The most interesting aspect of implementing Contactless Passes in Wallet is the “NFC Certificate” requirement that are issued by Apple to the developer and strictly controlled for security purposes. PassKit NFC Certificates were previously covered by NDA and extremely limited. If door locks and ID passes are involved the NDA will still be part of the application process, but if Apple is opening up access to more developers NFC Certificates should be the ticket for developers to gain NFC access that was not possible up to now. At least for mere mortals.
It will be fascinating to see what developers do with wider NFC Certificate distribution and what contactless passes/reward cards, and hopefully much more, that come out of it with iOS 12 and watchOS 5.

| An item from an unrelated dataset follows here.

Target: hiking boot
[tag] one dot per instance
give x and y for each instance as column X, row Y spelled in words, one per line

Door locks…check, ID…check, transit…oops. The Information got 2 out of 3 right but the transit stuff was a bust. We won’t get the whole iOS 12 and watchOS 5 story until new products are announced this fall but it looks like open developer access to Apple Pay and NFC is coming via an enhanced Core NFC, or some other method to be revealed later this week at WWDC18. A lot of developer heads would turn if Apple completely opens the doors to full 3rd party access with all 3 NFC Modes: Card Emulation, Reader/Writer and Peer to Peer.

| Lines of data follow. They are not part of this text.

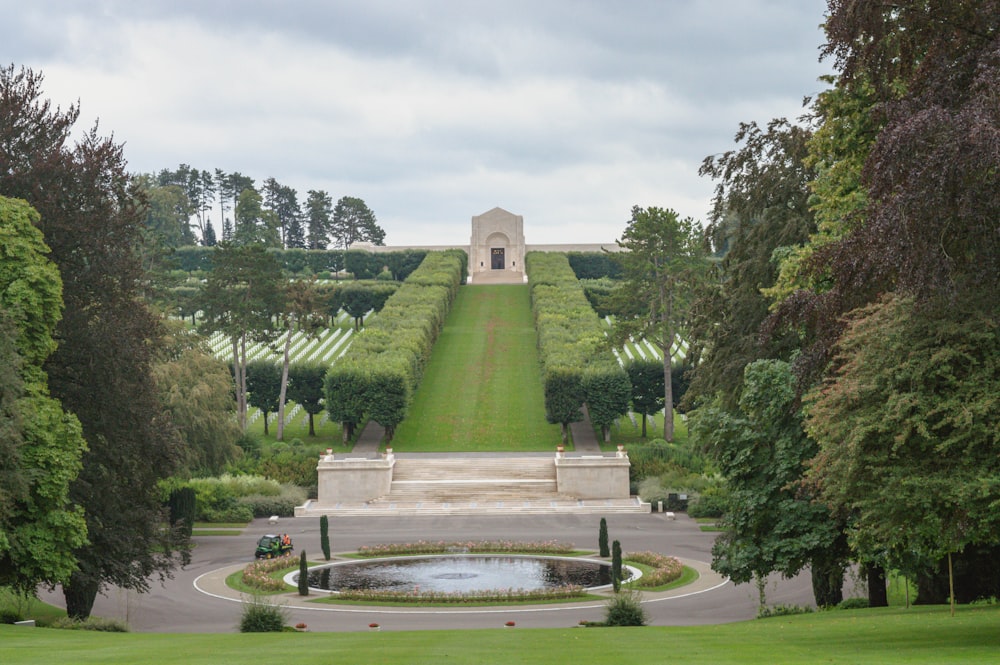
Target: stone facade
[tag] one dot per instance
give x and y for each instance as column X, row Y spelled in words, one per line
column 497, row 243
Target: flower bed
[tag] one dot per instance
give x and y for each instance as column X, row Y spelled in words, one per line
column 483, row 596
column 258, row 573
column 666, row 569
column 477, row 547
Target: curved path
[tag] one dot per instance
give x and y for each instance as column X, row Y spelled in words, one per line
column 197, row 600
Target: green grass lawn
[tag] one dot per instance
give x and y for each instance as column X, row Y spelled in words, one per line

Contactless student ID cards are Stored Value (SV)
Because they are SV cards, they can be recharged
Since they will reside in Apple Pay Wallet this probably means contactless student ID cards can be ‘recharged’ with an Apple Pay credit card instead of running to the nearest ‘refill/recharge’ station. Anytime, Anywhere Recharge.
Sound familiar? My goodness it’s just like Apple Pay Suica that you can recharge on the go and use for JR East Suica coin lockers. The only real difference is that Apple Pay Student ID cards cannot be used for transit. At least not yet. The Apple Pay Developer page says, “discover how to create contactless passes for rewards cards, gift cards, tickets, and more.” Contactless passes for reward cards eh? Sounds like that JRE POINT card in Apple Pay Wallet will be possible after all.
UPDATE: Contactless Passes are made possible with NFC Certificates and appear to the method for some 3rd party access to NFC in iOS 12 and watchOS 5.
Kevin Lynch offered a sneak peak of new Core NFC functionally/features with contactless Student ID cards coming to iOS 12 and watchOS 5. The key point was the ability to use a Student ID loaded on Apple Watch or iPhone Wallet to “pay for things”, the slides listed many more features: gym, class attendance, laundry and vending machines.
UPDATE 1: It looks like NFC access for developers has not been enhanced. Apple is staying with the case by case Wallet access model they have used so far: EMV contactless for credit cards, FeliCa for Suica/iD/QUICPay, China transit cards, etc., for contactless Student ID cards in Wallet. We may get lucky when the final release iOS 12 ships with new iPhone models this fall. There are always a few iOS goodies that Apple keeps under wraps for a new iPhone rollout.